Monday, 13 January 2014

The Night Won't Talk.

The underrated Hy Hazell on the left.

This whodunit murder mystery is reputed to be one of Corsair Pictures finest B-movies. When a beautiful young artists model Stella Smith is found strangled in her bed, Scotland Yard find themselves with three suspects. Firstly there's her ex-husband Martin Soames played by the sinister Elwyn Brook-Jones, secondly we have a sexually disturbed artist (Ballard Berkeley) and finally her violent new boyfriend Clayton Hawkes (character actor John Bailey) who because of service in WW2 is prone to blackouts. The only way that Scotland Yard is going to catch the killer is to set a trap with the help of Theodore Castle played by Hy Hazell an actress that was almost never asked to extend her obvious acting talent beyond some quite mediocre parts (see also Yellow Balloon 1953).

John Bailey plays the murder suspect Clayton Hawkes.
Based on an original story by Roger Burford and adapted for the screen by Corsair Pictures in house screenwriter Brock Williams The Night Won't Talk (1952) was directed by Daniel Birt who was best known for his very first feature film The Three Weird Sisters made in 1948. He was originally a respected editor in pre WW2 British films before he became a documentary maker for Sydney Box's Verity Films prior to making feature films. Reverting to B-movies before his early death in 1955 at the age of 48. The DOP was Brendon Stafford who had a busy if not an especially distinguished career spending most of his post war livelihood shooting B-movie’s and TV series including Danger Man and The Prisoner. Gilbert Vinter composed music for the film.

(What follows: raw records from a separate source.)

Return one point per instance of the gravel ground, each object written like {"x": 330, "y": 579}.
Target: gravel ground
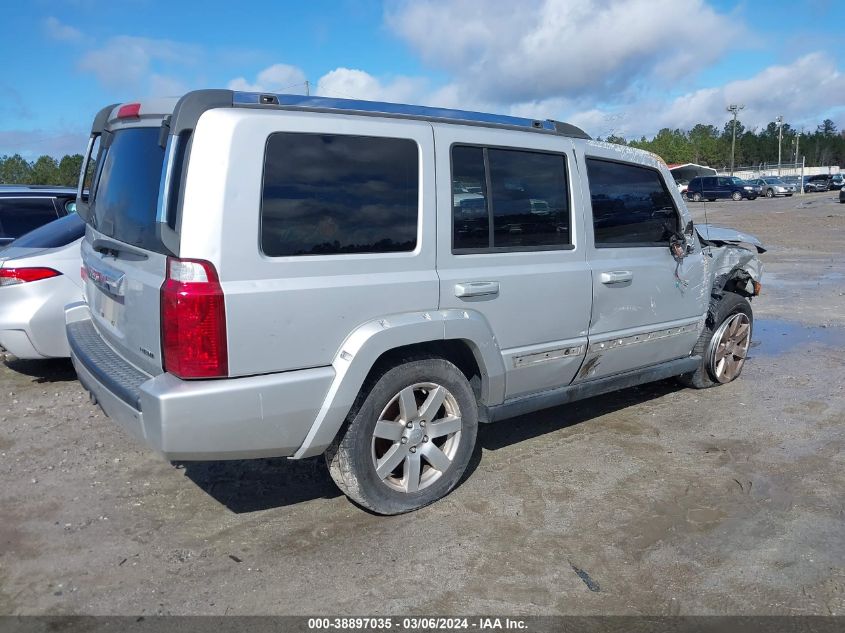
{"x": 667, "y": 500}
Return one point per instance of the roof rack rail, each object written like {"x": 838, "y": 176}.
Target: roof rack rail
{"x": 193, "y": 104}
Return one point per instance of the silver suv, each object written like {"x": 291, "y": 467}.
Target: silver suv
{"x": 278, "y": 275}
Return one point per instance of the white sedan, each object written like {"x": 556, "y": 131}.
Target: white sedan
{"x": 39, "y": 275}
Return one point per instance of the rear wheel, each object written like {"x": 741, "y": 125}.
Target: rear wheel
{"x": 723, "y": 345}
{"x": 411, "y": 440}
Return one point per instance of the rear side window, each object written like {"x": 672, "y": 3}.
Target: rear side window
{"x": 22, "y": 215}
{"x": 57, "y": 233}
{"x": 631, "y": 205}
{"x": 505, "y": 199}
{"x": 126, "y": 196}
{"x": 327, "y": 194}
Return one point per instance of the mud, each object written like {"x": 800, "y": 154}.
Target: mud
{"x": 655, "y": 500}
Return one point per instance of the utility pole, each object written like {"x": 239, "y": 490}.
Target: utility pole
{"x": 734, "y": 108}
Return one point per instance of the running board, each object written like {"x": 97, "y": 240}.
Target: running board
{"x": 571, "y": 393}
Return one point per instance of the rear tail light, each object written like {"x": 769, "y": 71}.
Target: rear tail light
{"x": 193, "y": 320}
{"x": 14, "y": 276}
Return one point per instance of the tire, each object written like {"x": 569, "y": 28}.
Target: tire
{"x": 730, "y": 312}
{"x": 392, "y": 428}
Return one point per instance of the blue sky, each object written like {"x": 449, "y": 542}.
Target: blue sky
{"x": 627, "y": 67}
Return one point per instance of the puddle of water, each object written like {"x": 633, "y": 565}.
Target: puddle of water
{"x": 772, "y": 337}
{"x": 772, "y": 279}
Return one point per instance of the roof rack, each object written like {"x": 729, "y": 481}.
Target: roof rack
{"x": 193, "y": 104}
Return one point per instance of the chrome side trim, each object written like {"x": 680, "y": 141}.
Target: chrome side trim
{"x": 645, "y": 337}
{"x": 526, "y": 360}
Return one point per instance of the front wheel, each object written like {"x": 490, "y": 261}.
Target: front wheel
{"x": 723, "y": 345}
{"x": 410, "y": 441}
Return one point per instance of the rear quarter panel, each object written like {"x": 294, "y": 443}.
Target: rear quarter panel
{"x": 287, "y": 313}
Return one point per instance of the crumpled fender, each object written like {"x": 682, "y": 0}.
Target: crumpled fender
{"x": 720, "y": 235}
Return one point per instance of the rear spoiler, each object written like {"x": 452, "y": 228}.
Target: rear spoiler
{"x": 82, "y": 208}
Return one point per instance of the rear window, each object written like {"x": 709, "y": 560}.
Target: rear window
{"x": 57, "y": 233}
{"x": 126, "y": 193}
{"x": 327, "y": 194}
{"x": 22, "y": 215}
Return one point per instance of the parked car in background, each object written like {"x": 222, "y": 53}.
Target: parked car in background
{"x": 749, "y": 186}
{"x": 26, "y": 207}
{"x": 773, "y": 186}
{"x": 820, "y": 182}
{"x": 715, "y": 187}
{"x": 39, "y": 275}
{"x": 814, "y": 185}
{"x": 355, "y": 279}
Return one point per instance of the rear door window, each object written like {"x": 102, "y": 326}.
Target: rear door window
{"x": 22, "y": 215}
{"x": 522, "y": 195}
{"x": 126, "y": 196}
{"x": 631, "y": 205}
{"x": 329, "y": 194}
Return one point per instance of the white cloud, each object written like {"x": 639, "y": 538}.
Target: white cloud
{"x": 61, "y": 32}
{"x": 138, "y": 63}
{"x": 564, "y": 48}
{"x": 275, "y": 78}
{"x": 350, "y": 83}
{"x": 801, "y": 91}
{"x": 32, "y": 143}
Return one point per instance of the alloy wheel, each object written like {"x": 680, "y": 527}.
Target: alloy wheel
{"x": 729, "y": 347}
{"x": 416, "y": 437}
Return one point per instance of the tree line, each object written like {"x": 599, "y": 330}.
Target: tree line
{"x": 703, "y": 144}
{"x": 46, "y": 170}
{"x": 707, "y": 145}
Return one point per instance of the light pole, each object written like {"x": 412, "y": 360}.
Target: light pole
{"x": 734, "y": 108}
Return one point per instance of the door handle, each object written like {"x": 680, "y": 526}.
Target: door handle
{"x": 616, "y": 277}
{"x": 476, "y": 288}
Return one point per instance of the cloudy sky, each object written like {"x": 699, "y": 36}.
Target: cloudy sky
{"x": 627, "y": 67}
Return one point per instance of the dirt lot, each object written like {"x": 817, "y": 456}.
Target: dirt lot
{"x": 671, "y": 501}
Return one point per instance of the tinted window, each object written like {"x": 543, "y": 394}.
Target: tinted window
{"x": 327, "y": 194}
{"x": 21, "y": 215}
{"x": 126, "y": 196}
{"x": 54, "y": 234}
{"x": 470, "y": 218}
{"x": 527, "y": 201}
{"x": 631, "y": 205}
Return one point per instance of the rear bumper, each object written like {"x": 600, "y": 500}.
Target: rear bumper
{"x": 232, "y": 418}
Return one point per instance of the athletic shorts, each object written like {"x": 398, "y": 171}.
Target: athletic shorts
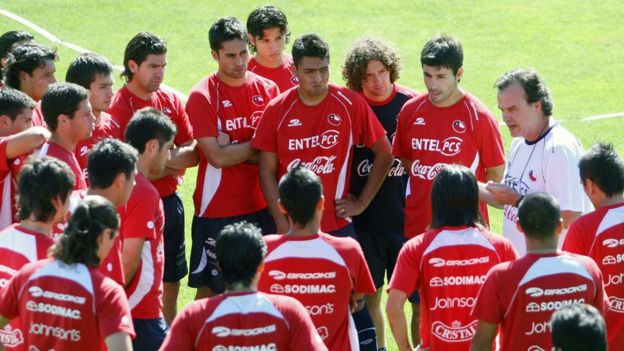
{"x": 205, "y": 232}
{"x": 150, "y": 333}
{"x": 175, "y": 251}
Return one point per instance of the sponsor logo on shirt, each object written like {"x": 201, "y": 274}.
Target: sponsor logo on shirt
{"x": 454, "y": 333}
{"x": 537, "y": 292}
{"x": 279, "y": 275}
{"x": 327, "y": 140}
{"x": 450, "y": 146}
{"x": 55, "y": 331}
{"x": 440, "y": 262}
{"x": 224, "y": 332}
{"x": 53, "y": 309}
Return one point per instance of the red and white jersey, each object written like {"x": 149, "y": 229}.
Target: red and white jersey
{"x": 600, "y": 235}
{"x": 143, "y": 217}
{"x": 213, "y": 107}
{"x": 243, "y": 321}
{"x": 53, "y": 149}
{"x": 321, "y": 138}
{"x": 284, "y": 75}
{"x": 125, "y": 104}
{"x": 465, "y": 133}
{"x": 448, "y": 265}
{"x": 65, "y": 307}
{"x": 321, "y": 271}
{"x": 522, "y": 295}
{"x": 107, "y": 127}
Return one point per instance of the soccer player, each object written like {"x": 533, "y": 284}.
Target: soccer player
{"x": 228, "y": 102}
{"x": 64, "y": 302}
{"x": 44, "y": 186}
{"x": 447, "y": 265}
{"x": 578, "y": 327}
{"x": 152, "y": 134}
{"x": 243, "y": 318}
{"x": 543, "y": 155}
{"x": 145, "y": 59}
{"x": 372, "y": 68}
{"x": 521, "y": 295}
{"x": 327, "y": 274}
{"x": 30, "y": 69}
{"x": 600, "y": 234}
{"x": 267, "y": 28}
{"x": 94, "y": 72}
{"x": 112, "y": 165}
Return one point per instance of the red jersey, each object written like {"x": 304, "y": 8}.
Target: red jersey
{"x": 212, "y": 107}
{"x": 143, "y": 217}
{"x": 600, "y": 235}
{"x": 125, "y": 104}
{"x": 448, "y": 266}
{"x": 321, "y": 138}
{"x": 53, "y": 149}
{"x": 107, "y": 127}
{"x": 65, "y": 307}
{"x": 284, "y": 75}
{"x": 465, "y": 133}
{"x": 243, "y": 321}
{"x": 522, "y": 295}
{"x": 321, "y": 271}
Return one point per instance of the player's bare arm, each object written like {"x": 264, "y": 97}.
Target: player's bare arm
{"x": 382, "y": 162}
{"x": 268, "y": 162}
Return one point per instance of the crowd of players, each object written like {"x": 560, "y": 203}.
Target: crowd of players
{"x": 365, "y": 183}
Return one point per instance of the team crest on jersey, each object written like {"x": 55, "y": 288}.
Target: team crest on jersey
{"x": 334, "y": 119}
{"x": 257, "y": 100}
{"x": 459, "y": 126}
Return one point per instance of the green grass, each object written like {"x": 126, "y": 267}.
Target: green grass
{"x": 576, "y": 45}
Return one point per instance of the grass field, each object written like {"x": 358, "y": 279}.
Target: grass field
{"x": 576, "y": 45}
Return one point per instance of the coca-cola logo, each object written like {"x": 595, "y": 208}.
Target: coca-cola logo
{"x": 424, "y": 171}
{"x": 320, "y": 164}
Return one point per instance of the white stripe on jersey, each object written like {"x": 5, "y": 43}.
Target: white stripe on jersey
{"x": 146, "y": 279}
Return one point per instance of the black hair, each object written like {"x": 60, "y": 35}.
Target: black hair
{"x": 533, "y": 85}
{"x": 139, "y": 47}
{"x": 266, "y": 17}
{"x": 455, "y": 198}
{"x": 309, "y": 45}
{"x": 13, "y": 102}
{"x": 61, "y": 99}
{"x": 603, "y": 166}
{"x": 85, "y": 69}
{"x": 299, "y": 192}
{"x": 539, "y": 215}
{"x": 226, "y": 29}
{"x": 107, "y": 159}
{"x": 443, "y": 51}
{"x": 79, "y": 244}
{"x": 38, "y": 183}
{"x": 146, "y": 124}
{"x": 240, "y": 250}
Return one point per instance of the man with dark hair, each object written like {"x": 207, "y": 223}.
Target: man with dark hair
{"x": 270, "y": 322}
{"x": 600, "y": 234}
{"x": 94, "y": 72}
{"x": 579, "y": 327}
{"x": 447, "y": 265}
{"x": 44, "y": 186}
{"x": 145, "y": 58}
{"x": 226, "y": 103}
{"x": 268, "y": 34}
{"x": 372, "y": 68}
{"x": 152, "y": 134}
{"x": 521, "y": 295}
{"x": 326, "y": 273}
{"x": 543, "y": 155}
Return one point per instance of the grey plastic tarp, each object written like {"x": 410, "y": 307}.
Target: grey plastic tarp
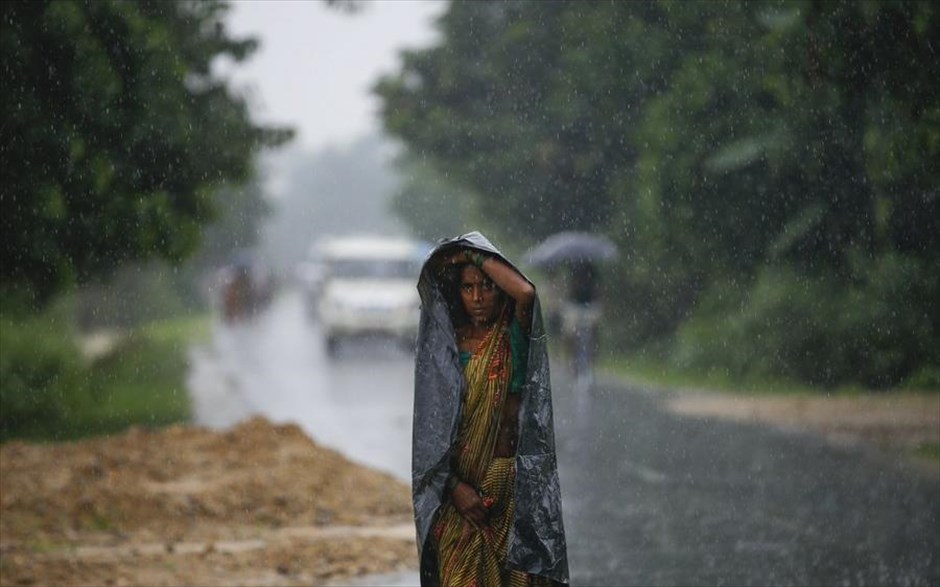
{"x": 537, "y": 538}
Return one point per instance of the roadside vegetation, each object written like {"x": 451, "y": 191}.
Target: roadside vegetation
{"x": 54, "y": 388}
{"x": 129, "y": 170}
{"x": 767, "y": 171}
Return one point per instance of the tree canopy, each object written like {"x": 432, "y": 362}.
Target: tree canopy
{"x": 116, "y": 135}
{"x": 762, "y": 165}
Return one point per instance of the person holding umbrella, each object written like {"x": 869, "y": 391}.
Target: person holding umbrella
{"x": 579, "y": 313}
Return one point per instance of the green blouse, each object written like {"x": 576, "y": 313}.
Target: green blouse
{"x": 519, "y": 347}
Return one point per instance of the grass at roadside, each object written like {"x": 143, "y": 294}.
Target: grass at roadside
{"x": 49, "y": 391}
{"x": 141, "y": 380}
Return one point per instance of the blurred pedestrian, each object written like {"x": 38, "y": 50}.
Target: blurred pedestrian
{"x": 485, "y": 481}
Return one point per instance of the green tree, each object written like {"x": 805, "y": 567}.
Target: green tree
{"x": 116, "y": 135}
{"x": 734, "y": 150}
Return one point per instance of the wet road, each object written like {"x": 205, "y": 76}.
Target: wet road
{"x": 649, "y": 498}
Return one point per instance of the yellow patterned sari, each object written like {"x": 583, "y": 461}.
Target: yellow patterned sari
{"x": 470, "y": 557}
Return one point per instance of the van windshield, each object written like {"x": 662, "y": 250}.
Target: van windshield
{"x": 374, "y": 268}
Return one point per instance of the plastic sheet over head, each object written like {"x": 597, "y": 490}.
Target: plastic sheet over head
{"x": 537, "y": 538}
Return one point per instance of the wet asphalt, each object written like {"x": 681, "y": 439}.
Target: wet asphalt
{"x": 649, "y": 497}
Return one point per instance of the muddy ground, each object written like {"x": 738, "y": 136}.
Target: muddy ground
{"x": 255, "y": 505}
{"x": 261, "y": 504}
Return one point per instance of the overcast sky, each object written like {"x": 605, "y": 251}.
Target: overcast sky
{"x": 316, "y": 64}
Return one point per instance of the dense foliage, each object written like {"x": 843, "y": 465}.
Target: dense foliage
{"x": 769, "y": 169}
{"x": 115, "y": 136}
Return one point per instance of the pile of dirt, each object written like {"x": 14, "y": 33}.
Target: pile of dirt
{"x": 255, "y": 505}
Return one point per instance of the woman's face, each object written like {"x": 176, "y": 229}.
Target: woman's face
{"x": 481, "y": 298}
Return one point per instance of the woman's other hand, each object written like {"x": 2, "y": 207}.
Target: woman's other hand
{"x": 469, "y": 504}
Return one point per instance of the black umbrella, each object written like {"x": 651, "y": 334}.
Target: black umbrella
{"x": 571, "y": 247}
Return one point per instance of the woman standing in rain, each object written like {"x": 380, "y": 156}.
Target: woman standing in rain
{"x": 485, "y": 480}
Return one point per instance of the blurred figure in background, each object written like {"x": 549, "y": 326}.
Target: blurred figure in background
{"x": 247, "y": 288}
{"x": 580, "y": 316}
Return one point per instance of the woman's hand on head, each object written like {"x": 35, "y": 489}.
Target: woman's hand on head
{"x": 469, "y": 504}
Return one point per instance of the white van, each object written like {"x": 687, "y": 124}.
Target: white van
{"x": 369, "y": 288}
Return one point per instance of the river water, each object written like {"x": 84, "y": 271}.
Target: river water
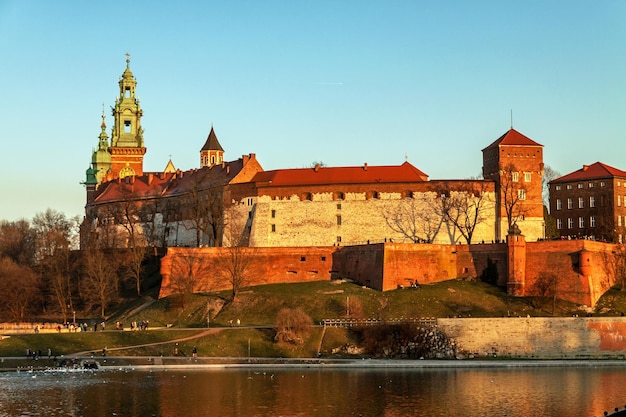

Filmed at the Viking Studio 1-5 St Mary Abbots Place Kensington London and on location in and around Kensington and Chelsea its certainly a film of its time with lines like 'the girl asked for it' when the police are discussing the murder of Stella Smith and the modelling work she was involved in, not politely correct by today's standards that's for sure! But harmless pulp fiction all the same with a typical woman scorned narrative.